The History of the HMS Bounty

Zegrahm Contributor|May 27, 2015|Blog Post

Rest assured, any voyage to the South Pacific will be less dramatic than that of the HMS Bounty in the 1700s, the story of the mutinous journey of this small vessel which originally set out for a botanical mission in the Pacific Ocean.

As the story goes, the HMS Bounty—also known as the HM Armed Vessel Bounty—was bought by the Royal Navy and sent out under the command of William Bligh to search for breadfruit plants on the islands of the Pacific, and return them to the British-ruled West Indies. Of course, the goal of the mission was never seen through.

After a full month of attempting to navigate the Bounty around Cape Horn, and thwarted by treacherous weather, then captain William Bligh decided to head east, where he piloted the ship around Africa’s Cape Agulhas and across the Indian Ocean. Sometime during the passage, Bligh made the decision to replace his Sailing Master, John Fryer, with Fletcher Christian, resulting in a less than cheery relationship.

En route to Tahiti, mutiny on the Bounty broke out. On April 28, 1789, a bloodless battle for control of the ship took place, with 22 men joining Christian in the mutiny and 18 men remaining loyal to Bligh. Christian, now in charge, eventually landed the ship in Tahiti and settled 16 men there, then took off in the Bounty with eight other crewmen, six Tahitian men, and 11 women (plus one baby). Popular lore would say that the Tahitian men were taken without realizing what Christian had in store, so that he could acquire the women. Setting off to sea, Christian’s plan was to evade the Royal Navy—they stopped first in Fiji and the Cook Islands, yet for fear of being found, continued on to little-known Pitcairn Island. Once settled with livestock and provisions, the crewmembers burned the Bounty on January 23, 1790—today, this location is known as Bounty Bay.

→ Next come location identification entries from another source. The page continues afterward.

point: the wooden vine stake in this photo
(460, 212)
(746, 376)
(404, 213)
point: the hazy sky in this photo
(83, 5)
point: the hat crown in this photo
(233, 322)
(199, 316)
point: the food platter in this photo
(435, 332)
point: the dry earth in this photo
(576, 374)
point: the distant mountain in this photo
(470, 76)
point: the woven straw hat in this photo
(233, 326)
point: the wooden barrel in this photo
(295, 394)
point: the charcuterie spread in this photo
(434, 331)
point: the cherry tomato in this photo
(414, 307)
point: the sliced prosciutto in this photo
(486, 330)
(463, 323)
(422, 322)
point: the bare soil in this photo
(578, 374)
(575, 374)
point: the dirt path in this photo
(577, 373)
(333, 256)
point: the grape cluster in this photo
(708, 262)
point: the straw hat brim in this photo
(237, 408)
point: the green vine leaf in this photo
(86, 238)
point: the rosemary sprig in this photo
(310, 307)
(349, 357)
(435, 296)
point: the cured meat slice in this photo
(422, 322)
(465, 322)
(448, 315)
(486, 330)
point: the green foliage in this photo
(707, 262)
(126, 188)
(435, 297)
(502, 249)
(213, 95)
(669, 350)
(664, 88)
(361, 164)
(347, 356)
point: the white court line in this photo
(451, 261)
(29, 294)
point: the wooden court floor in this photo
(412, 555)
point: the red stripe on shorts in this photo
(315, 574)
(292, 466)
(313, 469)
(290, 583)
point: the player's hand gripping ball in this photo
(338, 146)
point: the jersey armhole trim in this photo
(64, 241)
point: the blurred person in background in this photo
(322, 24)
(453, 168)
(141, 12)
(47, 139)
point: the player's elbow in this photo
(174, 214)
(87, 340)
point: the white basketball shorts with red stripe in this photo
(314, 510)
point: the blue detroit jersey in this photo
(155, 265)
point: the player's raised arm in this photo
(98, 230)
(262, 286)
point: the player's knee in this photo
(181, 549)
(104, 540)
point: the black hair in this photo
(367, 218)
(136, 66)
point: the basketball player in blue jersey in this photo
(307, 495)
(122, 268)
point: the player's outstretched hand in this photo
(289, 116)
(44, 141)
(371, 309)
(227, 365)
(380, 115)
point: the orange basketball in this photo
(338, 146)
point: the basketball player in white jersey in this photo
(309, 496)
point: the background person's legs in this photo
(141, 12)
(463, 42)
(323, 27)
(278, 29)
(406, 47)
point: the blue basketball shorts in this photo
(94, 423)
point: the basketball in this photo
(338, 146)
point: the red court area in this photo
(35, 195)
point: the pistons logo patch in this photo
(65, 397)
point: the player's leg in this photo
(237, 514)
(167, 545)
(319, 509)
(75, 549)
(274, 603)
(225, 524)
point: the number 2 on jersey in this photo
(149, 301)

In January 1957, Luis Marden discovered the remains of the Bounty—a rudder pin, an oarlock, fittings, and nails. Few of the remains, including ballast stones, are still partly visible in Bounty Bay waters today.

Modern visitors to Pitcairn Island—the remote, six-mile-around, volcano-crowned island on which the mutinous crew found refuge—will meet the 50 hospitable residents of Adamstown, all of whom are direct descendants of the nine mutineers, and 18 Polynesians. Be sure to take a peek at the Bounty’s anchor, ironically set beside the island’s courthouse, and the ship’s Bible in the church.